Three interesting observations:

One: the zoo (at least currently) has no spoonbills of any species, and the only ibis they have currently are scarlet ibis (although they still have signage for the black-headed ibis).

Two: while the bill of the birds is long and downcurved like an ibis (in fact it seemed particularly long), it spatulates out at the end rather than tapering or ending bluntly. It isn't anywhere near as pronounced as a spoonbill's spatula of course, but it is very noticeable.

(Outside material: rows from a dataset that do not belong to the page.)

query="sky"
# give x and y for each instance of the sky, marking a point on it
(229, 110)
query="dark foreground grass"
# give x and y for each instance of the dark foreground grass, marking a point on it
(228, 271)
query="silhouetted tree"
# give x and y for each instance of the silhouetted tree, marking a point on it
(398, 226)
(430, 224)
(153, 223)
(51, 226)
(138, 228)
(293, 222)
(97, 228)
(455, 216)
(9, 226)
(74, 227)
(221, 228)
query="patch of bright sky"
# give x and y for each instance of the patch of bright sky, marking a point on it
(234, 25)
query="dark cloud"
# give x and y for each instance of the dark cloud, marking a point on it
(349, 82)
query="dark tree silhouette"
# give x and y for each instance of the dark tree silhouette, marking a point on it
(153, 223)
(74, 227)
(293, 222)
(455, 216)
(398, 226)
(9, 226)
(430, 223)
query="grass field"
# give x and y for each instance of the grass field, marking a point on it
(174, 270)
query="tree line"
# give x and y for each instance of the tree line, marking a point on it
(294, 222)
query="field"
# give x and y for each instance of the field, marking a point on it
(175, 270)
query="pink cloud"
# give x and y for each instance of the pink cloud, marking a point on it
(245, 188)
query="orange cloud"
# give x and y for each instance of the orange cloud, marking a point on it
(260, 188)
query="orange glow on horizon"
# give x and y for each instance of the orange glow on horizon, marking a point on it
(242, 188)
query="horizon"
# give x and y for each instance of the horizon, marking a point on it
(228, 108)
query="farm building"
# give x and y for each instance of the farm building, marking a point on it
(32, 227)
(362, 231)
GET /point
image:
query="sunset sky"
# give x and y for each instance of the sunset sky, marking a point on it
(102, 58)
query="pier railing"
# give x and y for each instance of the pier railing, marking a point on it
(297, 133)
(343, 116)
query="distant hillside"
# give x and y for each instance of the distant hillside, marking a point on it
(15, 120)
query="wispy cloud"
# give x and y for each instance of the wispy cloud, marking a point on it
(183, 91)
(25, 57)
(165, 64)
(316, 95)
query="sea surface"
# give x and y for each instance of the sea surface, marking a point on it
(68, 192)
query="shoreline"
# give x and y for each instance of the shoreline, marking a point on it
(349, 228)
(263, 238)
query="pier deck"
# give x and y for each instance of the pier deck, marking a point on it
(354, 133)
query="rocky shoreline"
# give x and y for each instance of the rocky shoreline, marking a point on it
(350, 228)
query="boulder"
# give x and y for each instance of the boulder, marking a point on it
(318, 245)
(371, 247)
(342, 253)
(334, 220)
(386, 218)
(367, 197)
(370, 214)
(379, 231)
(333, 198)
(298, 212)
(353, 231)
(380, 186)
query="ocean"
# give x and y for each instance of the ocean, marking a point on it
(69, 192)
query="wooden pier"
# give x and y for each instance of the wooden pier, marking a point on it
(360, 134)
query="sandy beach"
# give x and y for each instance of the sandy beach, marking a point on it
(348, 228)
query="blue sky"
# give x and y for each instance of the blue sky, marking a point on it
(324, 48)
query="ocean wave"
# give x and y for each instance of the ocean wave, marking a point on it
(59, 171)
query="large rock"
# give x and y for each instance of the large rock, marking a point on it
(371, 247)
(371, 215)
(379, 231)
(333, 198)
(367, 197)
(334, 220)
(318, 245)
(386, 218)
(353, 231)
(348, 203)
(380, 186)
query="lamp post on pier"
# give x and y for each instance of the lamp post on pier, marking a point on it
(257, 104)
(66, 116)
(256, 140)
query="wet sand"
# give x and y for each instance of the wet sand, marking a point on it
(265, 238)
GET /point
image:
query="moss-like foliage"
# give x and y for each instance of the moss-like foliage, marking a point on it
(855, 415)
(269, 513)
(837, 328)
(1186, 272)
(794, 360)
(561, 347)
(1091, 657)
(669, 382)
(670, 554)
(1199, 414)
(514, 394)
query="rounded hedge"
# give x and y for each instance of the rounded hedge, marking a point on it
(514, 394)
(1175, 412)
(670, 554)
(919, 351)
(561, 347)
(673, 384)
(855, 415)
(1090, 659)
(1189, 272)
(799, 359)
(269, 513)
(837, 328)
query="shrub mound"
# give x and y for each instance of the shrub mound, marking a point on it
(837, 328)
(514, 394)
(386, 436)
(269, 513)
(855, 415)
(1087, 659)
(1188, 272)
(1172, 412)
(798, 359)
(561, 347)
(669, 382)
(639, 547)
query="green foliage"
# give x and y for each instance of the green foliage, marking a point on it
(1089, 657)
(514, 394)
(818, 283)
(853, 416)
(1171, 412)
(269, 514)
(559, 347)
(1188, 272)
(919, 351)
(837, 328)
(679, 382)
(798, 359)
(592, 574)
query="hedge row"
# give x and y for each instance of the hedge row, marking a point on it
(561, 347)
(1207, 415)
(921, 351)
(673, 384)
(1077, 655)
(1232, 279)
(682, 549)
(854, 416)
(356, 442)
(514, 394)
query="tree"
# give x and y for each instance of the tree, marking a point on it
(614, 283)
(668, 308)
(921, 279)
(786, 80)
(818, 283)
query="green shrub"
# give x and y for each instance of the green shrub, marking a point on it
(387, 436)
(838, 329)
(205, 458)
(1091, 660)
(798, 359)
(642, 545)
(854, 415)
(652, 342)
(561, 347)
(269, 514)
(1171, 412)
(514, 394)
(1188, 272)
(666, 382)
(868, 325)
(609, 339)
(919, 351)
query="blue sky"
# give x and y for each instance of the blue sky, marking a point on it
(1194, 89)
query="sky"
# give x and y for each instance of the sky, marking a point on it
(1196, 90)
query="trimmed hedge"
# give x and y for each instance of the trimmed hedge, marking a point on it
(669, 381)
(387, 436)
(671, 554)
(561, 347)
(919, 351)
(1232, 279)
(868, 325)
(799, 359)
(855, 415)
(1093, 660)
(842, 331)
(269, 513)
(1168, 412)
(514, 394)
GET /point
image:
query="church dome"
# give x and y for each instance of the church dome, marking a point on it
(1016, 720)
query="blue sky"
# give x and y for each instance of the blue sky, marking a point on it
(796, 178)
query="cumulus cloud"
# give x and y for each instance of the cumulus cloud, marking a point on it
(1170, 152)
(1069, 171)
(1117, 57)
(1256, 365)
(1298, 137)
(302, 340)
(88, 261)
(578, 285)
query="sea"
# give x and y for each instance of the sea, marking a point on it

Three: their feeding technique was a fascinating combination of spoonbill sweeping and ibis probing. There was a tub of water with fish in it, and also a large pool in the aviary. The pool was being cleaned so there was no water in it, but there were loaches wriggling around on the wet concrete. The scarlet ibis were doing the normal pecking-probing action which ibis have, but the hybrids were sweeping the bill side to side while probing at the same time. They did the same thing whether they were catching fish from the tub or when trying to pick up the loaches off the concrete. At the back of the aviary there was food spread on the concrete (grains and greens it looked like) and the half-beaked hybrid was using the same technique to feed here.

My best guess for parent species would be black-headed ibis and black-faced spoonbill (or maybe European spoonbill).